Which I guess is why this seems largely meaningless to me. It's basically useless for determining the depth and sincerity with which the root of the rumor true or false is held in public awareness.
So a popular joke that ends up getting 'debunked' on snopes for clicks turns into evidence that false stories spread faster than true ones with a study like this. Satire will be picked up as people sharing 'false stories' in this study and more stuff like that. I mean Onion articles could be captured in this as "false stories" and them being more popular than a story about what actually happened being shared less (because they've heard that story on every other possible media source/platform), inferring that less people are aware of the truth than the lie that's a popular meme/joke on twitter.
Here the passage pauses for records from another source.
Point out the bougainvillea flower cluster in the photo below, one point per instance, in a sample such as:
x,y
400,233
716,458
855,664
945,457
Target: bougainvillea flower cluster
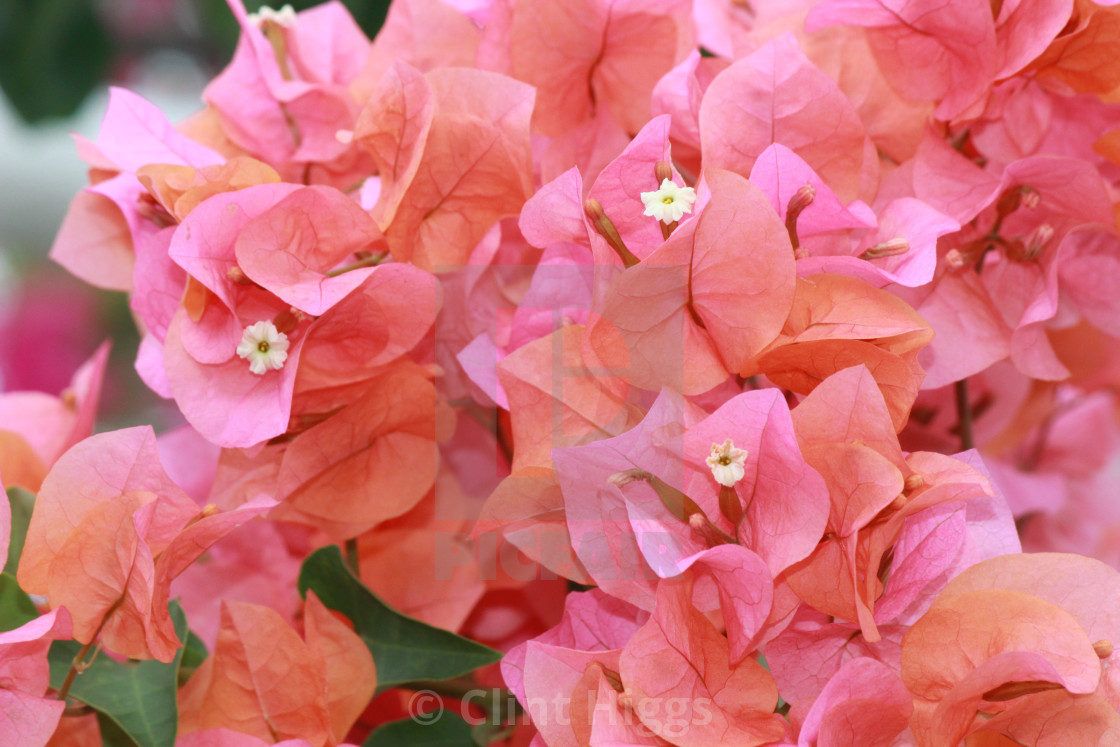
x,y
607,373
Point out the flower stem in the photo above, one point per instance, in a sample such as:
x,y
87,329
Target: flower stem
x,y
964,414
76,666
366,262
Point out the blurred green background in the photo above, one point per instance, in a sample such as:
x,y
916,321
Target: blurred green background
x,y
57,58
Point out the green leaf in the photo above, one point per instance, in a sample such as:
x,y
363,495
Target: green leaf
x,y
137,697
448,731
16,607
403,649
193,655
22,503
112,735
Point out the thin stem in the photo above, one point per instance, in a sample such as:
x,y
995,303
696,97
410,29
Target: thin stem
x,y
463,688
964,414
75,668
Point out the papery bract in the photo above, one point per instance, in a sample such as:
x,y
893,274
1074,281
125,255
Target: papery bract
x,y
109,533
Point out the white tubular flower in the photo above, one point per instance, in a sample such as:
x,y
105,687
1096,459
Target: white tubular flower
x,y
669,203
726,463
283,17
264,347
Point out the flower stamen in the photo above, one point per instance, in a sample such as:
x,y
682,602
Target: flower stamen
x,y
264,346
727,463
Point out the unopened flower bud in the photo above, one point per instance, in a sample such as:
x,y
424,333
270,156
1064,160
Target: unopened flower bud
x,y
914,482
606,229
1037,242
801,199
238,276
288,319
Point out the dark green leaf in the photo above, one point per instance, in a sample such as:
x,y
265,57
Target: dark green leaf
x,y
138,697
449,730
21,503
403,649
193,655
16,607
112,735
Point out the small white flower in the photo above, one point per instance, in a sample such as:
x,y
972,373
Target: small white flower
x,y
669,203
283,17
263,346
726,463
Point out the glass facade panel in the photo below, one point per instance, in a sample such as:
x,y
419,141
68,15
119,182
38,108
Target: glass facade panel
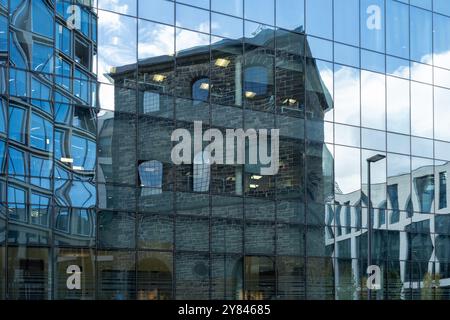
x,y
151,147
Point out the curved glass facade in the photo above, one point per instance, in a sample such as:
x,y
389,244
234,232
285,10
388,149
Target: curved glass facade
x,y
93,205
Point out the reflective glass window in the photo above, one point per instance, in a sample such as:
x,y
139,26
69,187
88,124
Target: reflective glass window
x,y
232,7
260,11
397,27
441,112
81,85
157,10
17,124
42,58
17,165
398,111
192,18
3,34
83,153
3,107
421,110
441,6
42,18
63,70
290,15
256,81
41,95
2,156
426,4
41,133
319,17
63,40
40,171
200,90
373,100
372,25
347,95
346,21
421,35
441,38
32,267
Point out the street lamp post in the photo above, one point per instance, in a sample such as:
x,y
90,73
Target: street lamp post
x,y
370,160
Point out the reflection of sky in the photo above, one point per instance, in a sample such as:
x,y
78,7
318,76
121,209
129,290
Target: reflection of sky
x,y
118,46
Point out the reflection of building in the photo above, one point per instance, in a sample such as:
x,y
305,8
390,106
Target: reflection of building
x,y
225,224
47,144
411,229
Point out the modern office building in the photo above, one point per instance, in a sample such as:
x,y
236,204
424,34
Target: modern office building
x,y
93,205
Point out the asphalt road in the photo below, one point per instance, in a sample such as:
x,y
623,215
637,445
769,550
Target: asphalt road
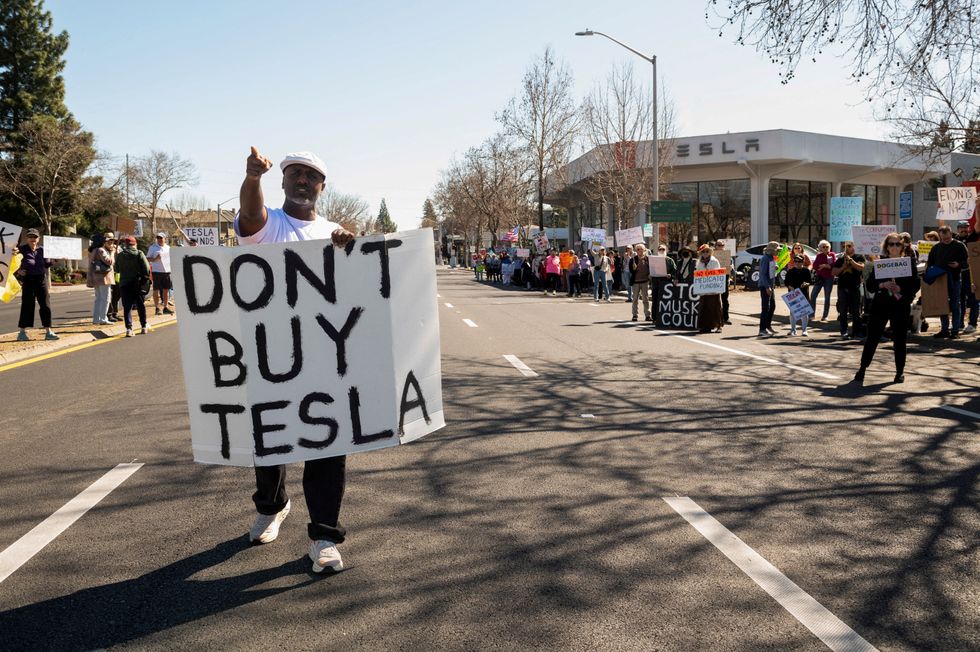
x,y
536,518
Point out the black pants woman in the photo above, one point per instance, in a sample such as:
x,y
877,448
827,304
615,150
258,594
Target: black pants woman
x,y
891,303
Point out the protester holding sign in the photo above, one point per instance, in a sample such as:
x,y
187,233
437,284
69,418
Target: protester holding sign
x,y
891,303
709,305
304,175
32,274
949,257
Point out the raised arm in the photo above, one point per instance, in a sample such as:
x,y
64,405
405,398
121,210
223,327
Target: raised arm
x,y
252,214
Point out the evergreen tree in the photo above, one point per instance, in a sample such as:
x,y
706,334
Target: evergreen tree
x,y
384,224
429,218
31,61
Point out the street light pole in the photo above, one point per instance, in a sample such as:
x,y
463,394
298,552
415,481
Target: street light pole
x,y
656,141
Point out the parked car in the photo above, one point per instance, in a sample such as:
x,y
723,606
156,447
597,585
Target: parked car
x,y
745,258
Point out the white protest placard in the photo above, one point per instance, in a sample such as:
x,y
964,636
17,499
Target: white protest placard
x,y
58,248
710,281
206,236
893,267
798,304
303,350
9,237
956,203
658,266
630,236
845,213
597,236
868,238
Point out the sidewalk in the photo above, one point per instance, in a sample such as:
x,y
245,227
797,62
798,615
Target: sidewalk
x,y
72,333
747,304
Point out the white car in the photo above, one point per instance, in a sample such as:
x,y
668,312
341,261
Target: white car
x,y
744,259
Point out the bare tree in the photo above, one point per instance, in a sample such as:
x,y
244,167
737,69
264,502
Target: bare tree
x,y
349,211
156,174
544,120
916,60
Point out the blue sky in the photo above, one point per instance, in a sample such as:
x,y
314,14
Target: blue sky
x,y
387,92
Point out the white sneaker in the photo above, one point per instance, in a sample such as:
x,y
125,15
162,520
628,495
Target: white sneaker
x,y
265,529
324,554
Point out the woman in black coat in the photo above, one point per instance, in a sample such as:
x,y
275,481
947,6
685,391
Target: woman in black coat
x,y
891,302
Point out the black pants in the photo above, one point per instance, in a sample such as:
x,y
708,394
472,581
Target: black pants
x,y
849,305
132,298
323,487
114,296
34,289
884,309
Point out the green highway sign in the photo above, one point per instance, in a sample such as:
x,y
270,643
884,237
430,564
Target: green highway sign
x,y
671,211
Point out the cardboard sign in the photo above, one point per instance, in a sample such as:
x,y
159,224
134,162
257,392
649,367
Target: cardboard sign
x,y
845,213
206,236
597,236
893,268
798,304
956,203
677,306
710,281
935,298
66,248
9,237
658,266
303,350
867,239
973,259
630,236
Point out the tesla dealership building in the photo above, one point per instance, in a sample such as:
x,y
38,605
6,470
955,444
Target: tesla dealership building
x,y
774,185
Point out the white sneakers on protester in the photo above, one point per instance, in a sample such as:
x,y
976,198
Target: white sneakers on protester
x,y
265,529
324,555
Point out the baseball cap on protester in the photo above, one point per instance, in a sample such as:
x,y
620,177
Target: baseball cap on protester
x,y
308,159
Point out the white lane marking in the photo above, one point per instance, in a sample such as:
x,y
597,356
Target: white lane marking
x,y
47,530
966,413
519,365
819,374
814,616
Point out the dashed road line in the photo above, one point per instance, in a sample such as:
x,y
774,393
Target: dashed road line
x,y
801,605
520,366
819,374
21,550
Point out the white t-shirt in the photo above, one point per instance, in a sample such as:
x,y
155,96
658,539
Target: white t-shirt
x,y
280,227
162,265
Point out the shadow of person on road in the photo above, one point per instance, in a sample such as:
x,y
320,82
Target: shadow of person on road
x,y
126,611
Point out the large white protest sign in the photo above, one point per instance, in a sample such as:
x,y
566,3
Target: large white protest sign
x,y
893,267
598,236
630,236
868,238
798,304
302,350
9,237
206,236
845,212
710,281
58,248
956,203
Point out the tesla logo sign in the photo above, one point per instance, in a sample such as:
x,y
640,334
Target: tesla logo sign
x,y
707,149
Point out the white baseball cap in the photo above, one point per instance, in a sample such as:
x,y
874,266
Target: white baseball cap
x,y
308,159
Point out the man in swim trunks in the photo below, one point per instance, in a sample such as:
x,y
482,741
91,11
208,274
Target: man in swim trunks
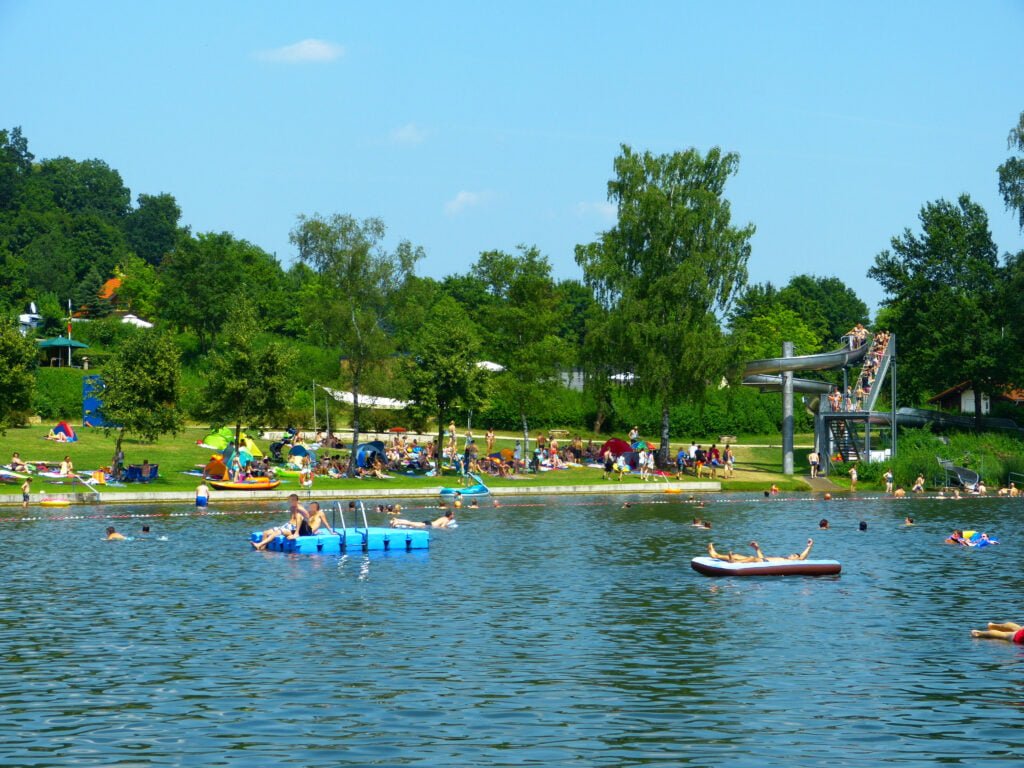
x,y
16,464
1006,631
315,520
758,555
441,522
290,529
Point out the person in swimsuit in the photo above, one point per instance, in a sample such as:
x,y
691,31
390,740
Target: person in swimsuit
x,y
758,555
315,520
1009,631
290,529
16,464
441,522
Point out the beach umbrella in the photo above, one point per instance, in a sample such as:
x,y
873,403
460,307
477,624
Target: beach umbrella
x,y
617,446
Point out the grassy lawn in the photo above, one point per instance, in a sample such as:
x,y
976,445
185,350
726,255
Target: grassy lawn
x,y
757,467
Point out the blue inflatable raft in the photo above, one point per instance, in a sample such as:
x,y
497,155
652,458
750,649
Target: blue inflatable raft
x,y
352,540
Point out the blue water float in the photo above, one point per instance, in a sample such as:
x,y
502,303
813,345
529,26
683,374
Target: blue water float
x,y
350,540
477,489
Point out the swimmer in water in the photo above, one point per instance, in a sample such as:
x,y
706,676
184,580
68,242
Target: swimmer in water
x,y
441,522
758,555
1009,631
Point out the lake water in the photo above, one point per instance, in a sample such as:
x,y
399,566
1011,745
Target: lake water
x,y
548,632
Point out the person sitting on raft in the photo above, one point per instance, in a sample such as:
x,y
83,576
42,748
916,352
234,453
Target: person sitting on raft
x,y
1009,631
441,522
289,529
956,538
758,555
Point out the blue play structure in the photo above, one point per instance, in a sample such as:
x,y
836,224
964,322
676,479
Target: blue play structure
x,y
351,540
345,541
92,403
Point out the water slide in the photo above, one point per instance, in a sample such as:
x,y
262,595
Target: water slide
x,y
767,374
916,417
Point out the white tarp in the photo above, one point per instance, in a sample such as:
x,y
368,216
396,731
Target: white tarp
x,y
368,400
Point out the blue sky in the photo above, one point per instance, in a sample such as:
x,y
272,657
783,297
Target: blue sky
x,y
474,126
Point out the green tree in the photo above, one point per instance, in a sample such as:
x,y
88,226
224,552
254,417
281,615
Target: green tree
x,y
248,384
1012,173
942,299
441,366
18,359
762,336
204,276
139,290
152,227
357,280
826,305
670,265
520,325
15,165
82,186
142,388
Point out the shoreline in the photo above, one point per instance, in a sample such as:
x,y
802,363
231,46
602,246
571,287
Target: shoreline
x,y
216,497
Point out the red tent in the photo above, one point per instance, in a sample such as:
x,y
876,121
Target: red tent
x,y
617,446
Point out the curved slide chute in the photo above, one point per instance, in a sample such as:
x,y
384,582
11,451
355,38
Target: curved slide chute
x,y
770,383
821,361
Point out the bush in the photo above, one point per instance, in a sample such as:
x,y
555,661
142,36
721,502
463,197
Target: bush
x,y
560,407
992,455
58,393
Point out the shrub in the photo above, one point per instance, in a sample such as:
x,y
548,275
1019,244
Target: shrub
x,y
58,393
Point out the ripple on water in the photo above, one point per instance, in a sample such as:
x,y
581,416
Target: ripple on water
x,y
572,632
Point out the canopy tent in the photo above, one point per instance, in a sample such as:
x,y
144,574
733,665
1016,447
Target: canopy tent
x,y
369,452
61,342
299,452
245,458
617,446
64,428
368,400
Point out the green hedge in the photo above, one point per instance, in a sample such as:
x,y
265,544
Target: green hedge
x,y
58,393
992,455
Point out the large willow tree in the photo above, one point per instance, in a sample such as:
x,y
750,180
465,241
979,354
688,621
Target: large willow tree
x,y
668,270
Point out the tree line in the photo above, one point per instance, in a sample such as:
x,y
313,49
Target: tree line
x,y
664,308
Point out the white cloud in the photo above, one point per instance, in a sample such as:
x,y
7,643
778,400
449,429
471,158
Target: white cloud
x,y
304,50
464,200
410,133
604,210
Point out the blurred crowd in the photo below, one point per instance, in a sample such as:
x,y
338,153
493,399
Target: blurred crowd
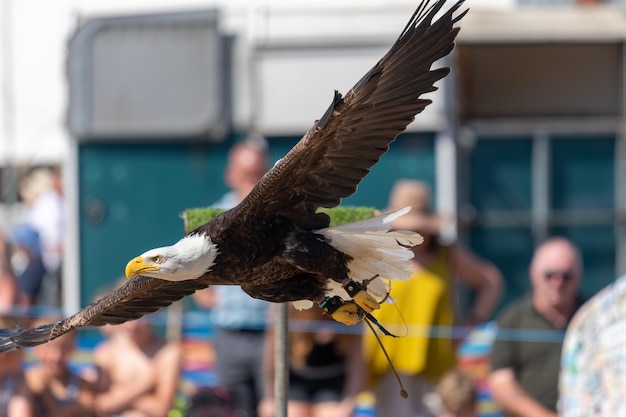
x,y
136,372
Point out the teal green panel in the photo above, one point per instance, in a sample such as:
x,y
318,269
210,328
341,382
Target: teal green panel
x,y
131,198
510,249
583,173
501,175
597,246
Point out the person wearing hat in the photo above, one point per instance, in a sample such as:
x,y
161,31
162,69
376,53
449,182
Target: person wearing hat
x,y
422,304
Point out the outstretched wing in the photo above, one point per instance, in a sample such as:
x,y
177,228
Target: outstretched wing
x,y
138,296
324,167
329,162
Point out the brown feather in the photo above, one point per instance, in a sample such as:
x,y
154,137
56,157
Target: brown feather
x,y
326,165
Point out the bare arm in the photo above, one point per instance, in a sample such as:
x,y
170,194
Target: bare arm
x,y
8,284
480,275
512,397
158,402
114,397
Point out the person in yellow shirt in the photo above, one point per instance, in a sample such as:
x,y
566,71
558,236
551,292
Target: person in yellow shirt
x,y
422,304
I mean I can think of basic/boring news stories that are far more widely known than some of the most viral twitter rumors, so something like "This marks the 18th year at war in a row" might not be as widely shared on twitter as "Obama personally executes Donald Trump in Guantanamo and replaces him with lizard clone" and the one that ends up on snopes is the backstory for the lizard clone, not confirmation that we are going on 18 years at 'war' with terrorism.
I mean I'm far from being able to tell them how to get a clear picture math or variable wise, but this is generally pretty useless information without any potential practical application.
Yes. Small steps. Understanding of complex phenomena hardly ever all comes at once in a giant "Eureka" moment. I'm sorry scientific inquiry is too slow for you. Maybe watch a cat video on youtube?